In December 1890 they succeeded in expelling the Muslim traders.
Van Gèle then returned down the Uele to the post at Yakoma, mapping the river to its junction with the Bomu.
With the French established on the upper Ubangi, Van Gele began to conclude increasing numbers of treaties.
In November 1891 he handed over to Georges Le Marinel and left for Europe.
He returned to Europe on 15 January 1892.

==Later career==

In July 1895 news arrived of the first mutinies in Luluabourg.
Van Gèle offered to help, and his services were accepted, but before he could embark news came that another commander had been appointed in Boma to lead the troops to suppress the revolt.
In December 1897 Van Gele was appointed Deputy Governor General to replace Francis Dhanis as Commander in Chief of the Arab Zone.
Dhanis's vanguard had revolted during the Haut-Ituri expedition due to bad treatment of the Force Publique troops by their Belgian officers.
The mutiny developed into the widespread Batetela rebellion, a resistance movement against the Belgian occupation.
Van Gele reached Stanley Falls in March 1898, but due to poor communication did not gain overall command until September 1898.
The next month he fell ill, and had to hand command back to Dhanis and return to Europe.

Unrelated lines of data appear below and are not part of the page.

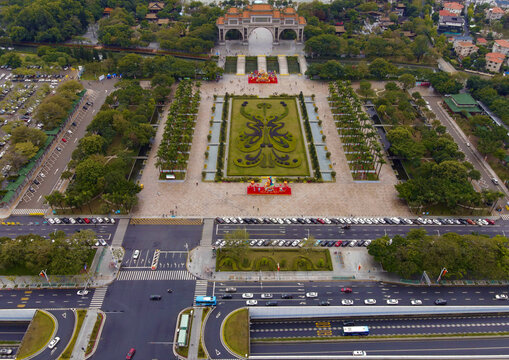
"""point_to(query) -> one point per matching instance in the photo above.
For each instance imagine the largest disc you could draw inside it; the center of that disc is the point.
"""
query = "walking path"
(194, 338)
(80, 347)
(283, 65)
(241, 65)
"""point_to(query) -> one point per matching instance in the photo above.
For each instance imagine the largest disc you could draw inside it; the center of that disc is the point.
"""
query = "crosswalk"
(155, 275)
(28, 211)
(200, 289)
(98, 298)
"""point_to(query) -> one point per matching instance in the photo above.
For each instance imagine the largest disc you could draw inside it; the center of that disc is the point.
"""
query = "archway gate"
(261, 16)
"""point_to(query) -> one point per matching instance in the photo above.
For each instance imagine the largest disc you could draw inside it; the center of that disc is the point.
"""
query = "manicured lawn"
(266, 138)
(236, 332)
(38, 335)
(68, 350)
(268, 259)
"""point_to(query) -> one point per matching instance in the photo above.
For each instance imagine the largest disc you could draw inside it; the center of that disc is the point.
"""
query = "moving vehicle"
(130, 354)
(355, 330)
(53, 342)
(206, 301)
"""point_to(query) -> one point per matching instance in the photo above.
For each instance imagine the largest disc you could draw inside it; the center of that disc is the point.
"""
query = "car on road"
(53, 342)
(130, 354)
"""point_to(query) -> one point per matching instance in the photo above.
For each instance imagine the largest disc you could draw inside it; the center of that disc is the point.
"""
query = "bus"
(355, 330)
(206, 300)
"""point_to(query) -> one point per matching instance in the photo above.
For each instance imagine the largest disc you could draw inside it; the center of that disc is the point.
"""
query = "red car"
(130, 354)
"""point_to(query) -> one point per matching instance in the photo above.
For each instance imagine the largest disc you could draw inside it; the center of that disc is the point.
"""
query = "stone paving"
(195, 198)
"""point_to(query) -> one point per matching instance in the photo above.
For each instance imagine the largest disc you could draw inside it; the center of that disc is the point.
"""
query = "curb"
(96, 343)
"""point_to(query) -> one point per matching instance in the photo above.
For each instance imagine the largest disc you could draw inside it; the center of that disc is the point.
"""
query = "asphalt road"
(324, 231)
(56, 163)
(66, 321)
(44, 299)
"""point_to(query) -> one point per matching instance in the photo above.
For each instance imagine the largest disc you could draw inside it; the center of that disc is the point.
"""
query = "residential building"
(451, 24)
(495, 13)
(501, 46)
(455, 8)
(459, 103)
(155, 7)
(494, 61)
(464, 48)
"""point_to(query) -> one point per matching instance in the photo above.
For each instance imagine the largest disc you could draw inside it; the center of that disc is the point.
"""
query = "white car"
(53, 342)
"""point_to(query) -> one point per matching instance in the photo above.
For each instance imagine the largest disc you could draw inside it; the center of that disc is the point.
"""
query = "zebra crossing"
(98, 298)
(155, 275)
(200, 289)
(28, 211)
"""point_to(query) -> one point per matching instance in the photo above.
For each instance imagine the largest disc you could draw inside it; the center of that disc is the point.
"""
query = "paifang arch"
(261, 15)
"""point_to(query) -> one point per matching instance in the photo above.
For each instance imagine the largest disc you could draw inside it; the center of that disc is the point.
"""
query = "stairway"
(262, 63)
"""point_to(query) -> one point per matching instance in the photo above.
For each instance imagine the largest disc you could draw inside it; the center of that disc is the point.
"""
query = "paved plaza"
(194, 198)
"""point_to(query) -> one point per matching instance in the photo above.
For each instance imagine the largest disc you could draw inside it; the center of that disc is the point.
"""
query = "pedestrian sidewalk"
(348, 264)
(194, 337)
(80, 347)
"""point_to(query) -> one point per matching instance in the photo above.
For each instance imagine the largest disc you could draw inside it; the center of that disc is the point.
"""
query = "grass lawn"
(268, 259)
(38, 335)
(236, 332)
(266, 146)
(68, 350)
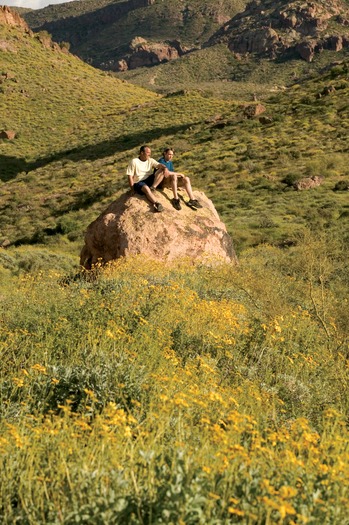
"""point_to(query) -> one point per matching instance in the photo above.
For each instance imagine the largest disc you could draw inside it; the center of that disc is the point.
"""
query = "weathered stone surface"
(145, 54)
(308, 183)
(11, 18)
(286, 29)
(129, 226)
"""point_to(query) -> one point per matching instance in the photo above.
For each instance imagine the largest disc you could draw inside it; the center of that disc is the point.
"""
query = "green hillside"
(77, 127)
(144, 393)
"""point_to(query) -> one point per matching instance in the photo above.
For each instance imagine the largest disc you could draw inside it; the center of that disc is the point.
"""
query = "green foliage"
(142, 393)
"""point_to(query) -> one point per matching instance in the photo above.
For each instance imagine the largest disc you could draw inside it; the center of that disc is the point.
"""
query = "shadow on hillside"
(11, 166)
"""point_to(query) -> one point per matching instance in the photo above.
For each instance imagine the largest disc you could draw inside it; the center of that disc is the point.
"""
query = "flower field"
(147, 394)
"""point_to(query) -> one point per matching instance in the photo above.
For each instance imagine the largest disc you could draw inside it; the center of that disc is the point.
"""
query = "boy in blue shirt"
(176, 179)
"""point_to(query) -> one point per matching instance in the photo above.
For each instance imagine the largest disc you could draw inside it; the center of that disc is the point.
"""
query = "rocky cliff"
(11, 18)
(287, 29)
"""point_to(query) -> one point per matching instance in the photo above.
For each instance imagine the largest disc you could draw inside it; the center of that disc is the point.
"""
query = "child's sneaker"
(158, 206)
(194, 203)
(176, 204)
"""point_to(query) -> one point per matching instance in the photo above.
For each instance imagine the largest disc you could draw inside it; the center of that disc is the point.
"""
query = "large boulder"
(129, 226)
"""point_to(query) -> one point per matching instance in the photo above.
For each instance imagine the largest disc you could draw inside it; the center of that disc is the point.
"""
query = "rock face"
(145, 54)
(129, 227)
(293, 29)
(11, 18)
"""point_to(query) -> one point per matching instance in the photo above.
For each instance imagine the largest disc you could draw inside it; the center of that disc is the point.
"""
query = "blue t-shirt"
(167, 163)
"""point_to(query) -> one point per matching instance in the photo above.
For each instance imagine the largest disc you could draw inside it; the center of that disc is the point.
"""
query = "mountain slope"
(68, 161)
(101, 32)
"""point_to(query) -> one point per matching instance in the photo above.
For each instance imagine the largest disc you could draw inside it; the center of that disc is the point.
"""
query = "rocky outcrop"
(11, 18)
(129, 227)
(293, 29)
(145, 54)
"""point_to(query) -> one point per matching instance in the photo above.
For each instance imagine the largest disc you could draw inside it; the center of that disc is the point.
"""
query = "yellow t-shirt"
(140, 169)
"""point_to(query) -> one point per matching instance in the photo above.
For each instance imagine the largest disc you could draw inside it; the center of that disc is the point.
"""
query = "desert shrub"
(341, 185)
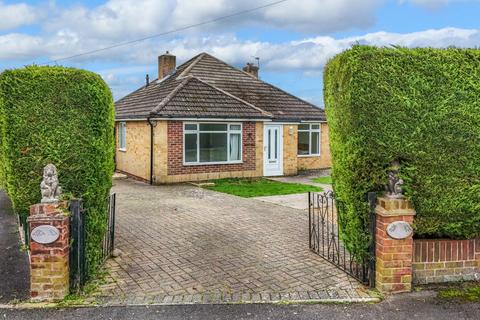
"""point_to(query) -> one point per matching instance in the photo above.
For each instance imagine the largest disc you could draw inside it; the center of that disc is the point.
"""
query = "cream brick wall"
(136, 159)
(318, 162)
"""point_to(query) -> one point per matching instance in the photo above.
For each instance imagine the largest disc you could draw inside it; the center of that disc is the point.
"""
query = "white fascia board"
(212, 119)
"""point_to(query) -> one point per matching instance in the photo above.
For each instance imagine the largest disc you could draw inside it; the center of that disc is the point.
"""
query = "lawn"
(259, 187)
(323, 180)
(467, 293)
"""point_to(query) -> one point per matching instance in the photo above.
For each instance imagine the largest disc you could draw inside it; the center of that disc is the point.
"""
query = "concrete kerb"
(33, 305)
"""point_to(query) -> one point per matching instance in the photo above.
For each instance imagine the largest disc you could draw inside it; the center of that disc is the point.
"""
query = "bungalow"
(206, 119)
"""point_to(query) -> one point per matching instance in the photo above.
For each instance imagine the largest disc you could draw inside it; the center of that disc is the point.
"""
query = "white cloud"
(128, 19)
(309, 54)
(16, 15)
(435, 4)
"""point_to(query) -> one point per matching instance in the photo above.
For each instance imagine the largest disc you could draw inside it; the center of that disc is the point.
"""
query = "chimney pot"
(252, 69)
(166, 64)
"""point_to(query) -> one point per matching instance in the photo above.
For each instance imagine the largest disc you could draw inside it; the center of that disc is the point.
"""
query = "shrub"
(62, 116)
(419, 106)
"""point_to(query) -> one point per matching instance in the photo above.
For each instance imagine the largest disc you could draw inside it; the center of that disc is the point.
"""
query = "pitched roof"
(206, 87)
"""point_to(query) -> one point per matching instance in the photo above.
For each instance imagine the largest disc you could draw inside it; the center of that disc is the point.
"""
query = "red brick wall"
(438, 261)
(175, 152)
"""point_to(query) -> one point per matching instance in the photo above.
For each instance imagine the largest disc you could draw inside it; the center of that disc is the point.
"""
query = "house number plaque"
(399, 230)
(45, 234)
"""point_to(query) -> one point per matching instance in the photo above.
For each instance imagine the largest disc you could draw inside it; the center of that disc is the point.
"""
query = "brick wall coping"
(389, 207)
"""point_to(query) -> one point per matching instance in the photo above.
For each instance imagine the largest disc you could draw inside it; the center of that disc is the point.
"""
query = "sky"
(293, 39)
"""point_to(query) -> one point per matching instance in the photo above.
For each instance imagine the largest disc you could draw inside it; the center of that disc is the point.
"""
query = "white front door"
(273, 150)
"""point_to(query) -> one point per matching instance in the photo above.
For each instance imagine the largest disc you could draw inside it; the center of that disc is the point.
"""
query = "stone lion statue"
(394, 187)
(50, 187)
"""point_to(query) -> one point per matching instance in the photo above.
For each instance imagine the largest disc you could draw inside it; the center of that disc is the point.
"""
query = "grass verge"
(468, 293)
(258, 187)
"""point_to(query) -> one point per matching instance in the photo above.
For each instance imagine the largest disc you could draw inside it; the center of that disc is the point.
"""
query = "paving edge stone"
(292, 302)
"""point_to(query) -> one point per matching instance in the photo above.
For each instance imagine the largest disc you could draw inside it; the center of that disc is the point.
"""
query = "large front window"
(309, 139)
(212, 143)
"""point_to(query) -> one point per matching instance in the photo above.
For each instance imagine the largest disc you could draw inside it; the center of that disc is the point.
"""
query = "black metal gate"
(325, 239)
(78, 259)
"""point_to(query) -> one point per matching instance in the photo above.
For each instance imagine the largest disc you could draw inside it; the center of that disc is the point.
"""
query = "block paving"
(183, 244)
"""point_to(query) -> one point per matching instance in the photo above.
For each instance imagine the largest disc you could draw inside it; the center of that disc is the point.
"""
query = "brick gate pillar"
(49, 251)
(394, 245)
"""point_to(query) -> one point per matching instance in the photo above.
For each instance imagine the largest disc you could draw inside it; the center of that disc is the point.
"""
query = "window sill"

He reached Europe on 10 January 1899, and retired from the army as a lieutenant colonel.
Van Gèle became involved as director of various colonial companies including the Compagnie du Katanga, Compagnie Bruxelloise du Commerce du Haut-Congo, Compagnie du Kasai, Cotonco, Ciments du Katanga, Minière AruwimiIturi, Safricas, Manucongo, Minière de Luebo, Minière de la Lueta, Kilo-Moto and Banque du Congo Belge.
He died in Brussels on 23 February 1939.